Em relação ao milênio que o antecede, o interesse do burguês se configura, no mínimo, menos interessante. Escapar aos problemas que interessam aos homens e dedicar-se a alguns objetos sem interesse – eis o típico gesto burguês e humanista. Os objetos físicos se mantêm à distância, são simplesmente objetos, logo, o homem se pode arvorar em seu sujeito, pode conhecê-los de maneira objetiva.

Em relação a coisas tais como pedras e estrelas, o homem põe a si mesmo no lugar de um deus, o que ele não pode fazer em relação às catedrais, às enfermidades e às guerras, se nestas coisas está implicado e interessado. Por isso o conhecimento objetivo é a meta do humanismo. Nessa forma de conhecimento o homem se sente ocupando o lugar de Deus. Nessa forma de conhecimento pode de fato conhecer, porque conhece o que não interessa, na verdade, segundo Ortega Y Gasset, conhecendo mal.

O escolástico diz, preferencialmente em latim, ignoti nulla cupido, mas a verdade residiria no conselho inverso: “só conhecemos bem aquilo que teríamos desejado de algum modo ou, para falar mais claramente, aquilo que previamente nos interessara”. Em consequência, o gesto da busca de um conhecimento objetivo e exato está a ponto de converter-se em algo impossível.

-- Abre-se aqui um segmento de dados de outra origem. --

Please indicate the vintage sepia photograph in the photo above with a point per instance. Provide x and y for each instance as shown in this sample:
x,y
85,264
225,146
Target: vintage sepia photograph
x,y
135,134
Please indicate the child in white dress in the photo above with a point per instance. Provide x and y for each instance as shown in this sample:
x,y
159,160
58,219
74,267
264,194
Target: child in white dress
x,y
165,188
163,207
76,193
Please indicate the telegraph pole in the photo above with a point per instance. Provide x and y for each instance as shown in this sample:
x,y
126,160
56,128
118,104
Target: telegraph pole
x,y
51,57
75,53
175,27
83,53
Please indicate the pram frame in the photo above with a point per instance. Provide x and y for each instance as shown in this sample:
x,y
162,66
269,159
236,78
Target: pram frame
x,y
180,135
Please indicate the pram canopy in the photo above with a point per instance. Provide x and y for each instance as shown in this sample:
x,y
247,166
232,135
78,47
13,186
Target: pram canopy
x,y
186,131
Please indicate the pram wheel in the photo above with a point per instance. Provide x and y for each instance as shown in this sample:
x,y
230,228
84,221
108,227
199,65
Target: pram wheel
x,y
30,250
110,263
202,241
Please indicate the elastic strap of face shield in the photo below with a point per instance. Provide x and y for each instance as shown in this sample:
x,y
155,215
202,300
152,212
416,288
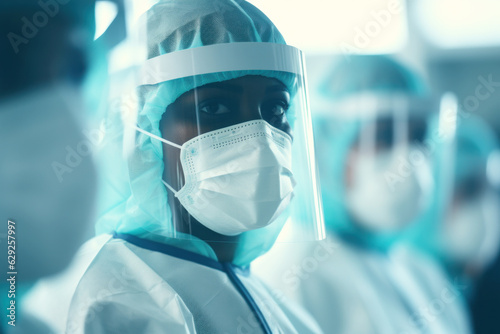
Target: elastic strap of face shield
x,y
216,58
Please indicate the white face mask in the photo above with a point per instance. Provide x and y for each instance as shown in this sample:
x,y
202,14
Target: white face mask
x,y
380,198
238,178
472,231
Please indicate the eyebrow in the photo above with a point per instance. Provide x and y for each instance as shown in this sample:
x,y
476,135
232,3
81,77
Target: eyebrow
x,y
225,86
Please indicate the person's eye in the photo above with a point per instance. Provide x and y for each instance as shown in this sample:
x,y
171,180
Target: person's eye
x,y
214,108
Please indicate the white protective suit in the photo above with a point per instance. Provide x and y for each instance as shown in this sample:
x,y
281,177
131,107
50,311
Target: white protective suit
x,y
140,286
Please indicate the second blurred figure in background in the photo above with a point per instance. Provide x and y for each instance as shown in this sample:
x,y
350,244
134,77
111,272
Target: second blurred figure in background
x,y
382,154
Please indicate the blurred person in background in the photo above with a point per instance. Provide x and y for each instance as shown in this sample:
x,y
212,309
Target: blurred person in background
x,y
381,161
220,154
471,229
47,177
470,234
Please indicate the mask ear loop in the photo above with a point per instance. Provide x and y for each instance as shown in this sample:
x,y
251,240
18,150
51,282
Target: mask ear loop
x,y
166,142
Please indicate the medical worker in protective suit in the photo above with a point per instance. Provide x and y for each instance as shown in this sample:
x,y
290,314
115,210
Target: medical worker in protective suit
x,y
221,151
47,176
378,141
470,232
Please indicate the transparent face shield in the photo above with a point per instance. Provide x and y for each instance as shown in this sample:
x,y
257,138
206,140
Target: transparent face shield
x,y
388,173
222,146
471,228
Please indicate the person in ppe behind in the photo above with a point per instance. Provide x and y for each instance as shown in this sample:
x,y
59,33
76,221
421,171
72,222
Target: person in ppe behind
x,y
220,156
469,237
470,233
376,153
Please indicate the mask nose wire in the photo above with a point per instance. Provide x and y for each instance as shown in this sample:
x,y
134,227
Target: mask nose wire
x,y
166,142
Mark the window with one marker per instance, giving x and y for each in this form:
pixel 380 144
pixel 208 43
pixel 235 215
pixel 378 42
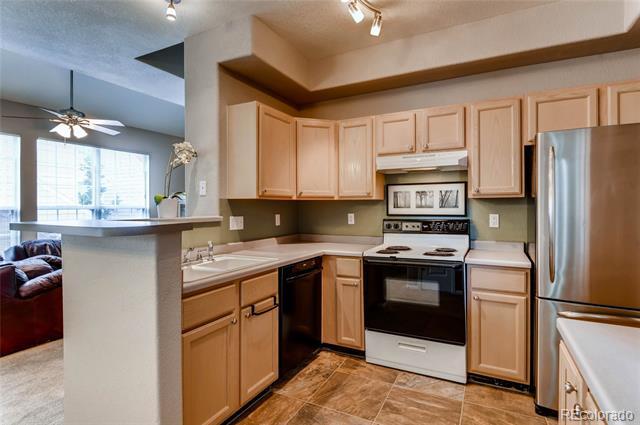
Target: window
pixel 77 182
pixel 9 188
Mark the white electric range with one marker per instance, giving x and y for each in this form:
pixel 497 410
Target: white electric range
pixel 415 297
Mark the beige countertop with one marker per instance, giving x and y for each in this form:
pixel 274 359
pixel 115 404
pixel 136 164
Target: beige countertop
pixel 607 356
pixel 501 254
pixel 284 254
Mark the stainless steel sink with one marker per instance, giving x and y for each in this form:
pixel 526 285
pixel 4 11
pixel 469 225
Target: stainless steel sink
pixel 220 264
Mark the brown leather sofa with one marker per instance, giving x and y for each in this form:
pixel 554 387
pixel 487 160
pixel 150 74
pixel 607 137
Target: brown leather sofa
pixel 30 295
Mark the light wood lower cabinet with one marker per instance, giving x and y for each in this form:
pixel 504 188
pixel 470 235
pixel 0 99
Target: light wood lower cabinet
pixel 342 302
pixel 499 323
pixel 232 357
pixel 495 168
pixel 259 341
pixel 573 393
pixel 211 368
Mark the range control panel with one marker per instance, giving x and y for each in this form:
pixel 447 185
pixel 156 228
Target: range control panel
pixel 438 226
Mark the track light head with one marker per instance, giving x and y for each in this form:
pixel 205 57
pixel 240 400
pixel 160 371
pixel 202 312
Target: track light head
pixel 376 26
pixel 355 12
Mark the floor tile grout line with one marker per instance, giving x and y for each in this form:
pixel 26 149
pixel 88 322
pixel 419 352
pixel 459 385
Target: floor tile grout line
pixel 506 410
pixel 385 399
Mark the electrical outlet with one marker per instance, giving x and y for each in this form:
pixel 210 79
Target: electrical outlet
pixel 236 222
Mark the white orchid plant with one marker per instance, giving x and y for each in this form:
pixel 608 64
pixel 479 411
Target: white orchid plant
pixel 182 154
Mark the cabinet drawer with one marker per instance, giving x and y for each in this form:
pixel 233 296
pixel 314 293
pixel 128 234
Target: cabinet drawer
pixel 348 267
pixel 499 279
pixel 211 305
pixel 258 288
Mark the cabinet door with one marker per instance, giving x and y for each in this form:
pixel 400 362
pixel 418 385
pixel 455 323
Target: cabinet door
pixel 496 150
pixel 210 371
pixel 561 110
pixel 499 336
pixel 396 133
pixel 441 128
pixel 570 385
pixel 258 348
pixel 349 311
pixel 276 154
pixel 355 158
pixel 317 160
pixel 623 103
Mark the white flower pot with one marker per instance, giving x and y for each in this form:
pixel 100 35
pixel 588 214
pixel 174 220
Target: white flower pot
pixel 168 208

Os físicos contemporâneos buscam, com a máxima seriedade, a teoria final, que integre o infinitamente pequeno ao infinitamente grande. Buscam, dessa maneira e por via dessa hybris, encontrar Deus, ou melhor, transformar Deus no seu objeto. Encontramo-nos, portanto, à beira do abismo, o qual chamamos carinhosamente de “a teoria final”.

O limite da crise permite, entretanto, observar a emergência de um novo tipo do mesmo gesto de buscar. Não se pode buscar à vera sem por sua vez desejar e sofrer, isto é: sem valores. O gesto de uma atitude pura, eticamente neutra, é gesto escamoteado, inumano: nada menos do que um sintoma de alienação e loucura.

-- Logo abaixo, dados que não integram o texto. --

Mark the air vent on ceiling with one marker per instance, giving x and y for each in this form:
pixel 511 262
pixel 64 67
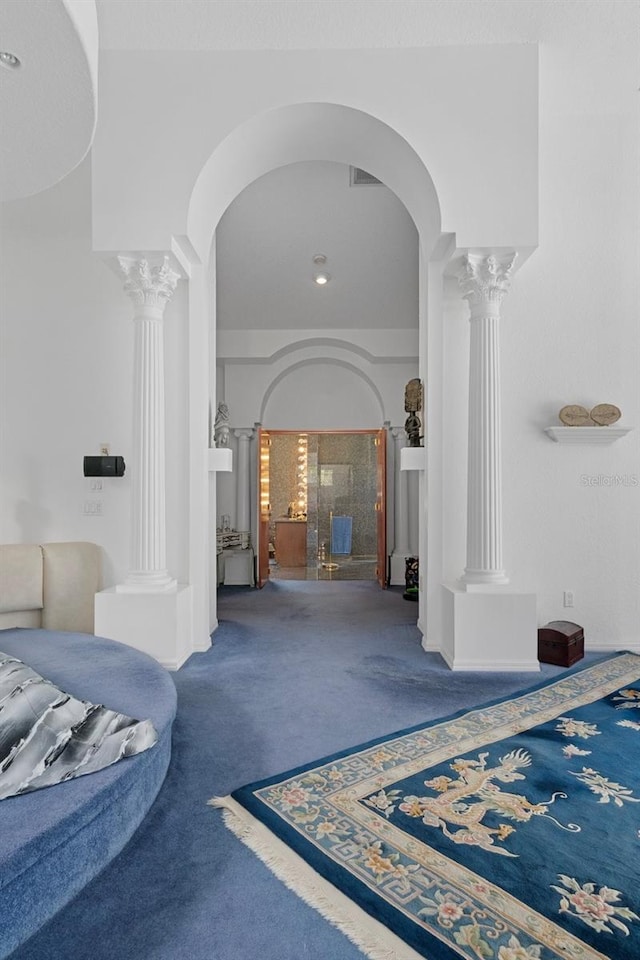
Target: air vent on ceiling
pixel 360 178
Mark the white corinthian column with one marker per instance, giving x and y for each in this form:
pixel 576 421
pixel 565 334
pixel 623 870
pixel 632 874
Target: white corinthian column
pixel 484 282
pixel 150 287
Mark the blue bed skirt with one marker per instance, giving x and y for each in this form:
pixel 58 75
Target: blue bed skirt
pixel 54 841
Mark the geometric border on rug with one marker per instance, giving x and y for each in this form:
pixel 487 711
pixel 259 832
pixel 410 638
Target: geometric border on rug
pixel 509 831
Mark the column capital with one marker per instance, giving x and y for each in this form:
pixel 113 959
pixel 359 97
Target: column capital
pixel 150 284
pixel 484 280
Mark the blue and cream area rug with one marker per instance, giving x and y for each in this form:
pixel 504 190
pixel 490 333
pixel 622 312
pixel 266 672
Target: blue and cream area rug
pixel 511 831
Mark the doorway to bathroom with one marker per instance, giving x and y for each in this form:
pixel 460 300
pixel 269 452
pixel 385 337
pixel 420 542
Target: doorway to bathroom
pixel 322 505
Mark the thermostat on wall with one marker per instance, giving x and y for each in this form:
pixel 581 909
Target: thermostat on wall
pixel 104 466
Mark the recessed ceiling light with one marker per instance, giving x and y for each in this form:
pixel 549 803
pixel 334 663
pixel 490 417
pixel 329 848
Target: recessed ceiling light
pixel 9 59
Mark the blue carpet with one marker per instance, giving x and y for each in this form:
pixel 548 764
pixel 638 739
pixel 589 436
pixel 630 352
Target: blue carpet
pixel 298 670
pixel 469 861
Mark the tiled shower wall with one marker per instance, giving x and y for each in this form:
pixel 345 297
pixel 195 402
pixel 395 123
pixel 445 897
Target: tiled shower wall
pixel 342 474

Quando se trata de conhecer objetos inanimados, a alienação é epistemológica, e neste caso um erro. Mas quando estão em jogo enfermidades, guerras, injustiças, a alienação se converte em gesto criminoso. O investigador, que se aproxima da sociedade como se de um formigueiro se tratasse, e o tecnocrata, que manipula a economia como se fosse um jogo de xadrez, são tão criminosos quanto o brilhante engenheiro citado no romance de Arturo Perez-Reverte, Testemunho comanche.

Esse engenheiro, ao inventar o projétil que fazia ziguezague dentro do corpo do inimigo, batizou-o de Bala Louise e foi comemorar com a família na Disneylândia. O doutor Frankenstein, que inventou o monstro, e Oppenheimer, que inventou a bomba atômica, apertam as mãos e se congratulam um com o outro.

O investigador, na forma presente, transforma fenômenos em objetos: do canto de um pássaro faz uma vibração acústica, da dor humana uma disfunção do organismo. Desconecta da sua consciência que é pago por alguém para sua busca, e também não considera se o invento ou o paper são bons ou maus para a sociedade, porque se preocupa apenas em publicar para não perecer.

Vilém Flusser, ao contrário, escreve para mostrar a ironia intrínseca a toda a escrita e a todos os gestos. Ele pensa para que possamos rir um pouco de nós mesmos. Ora, nenhum gesto pode ser mais sério do que este.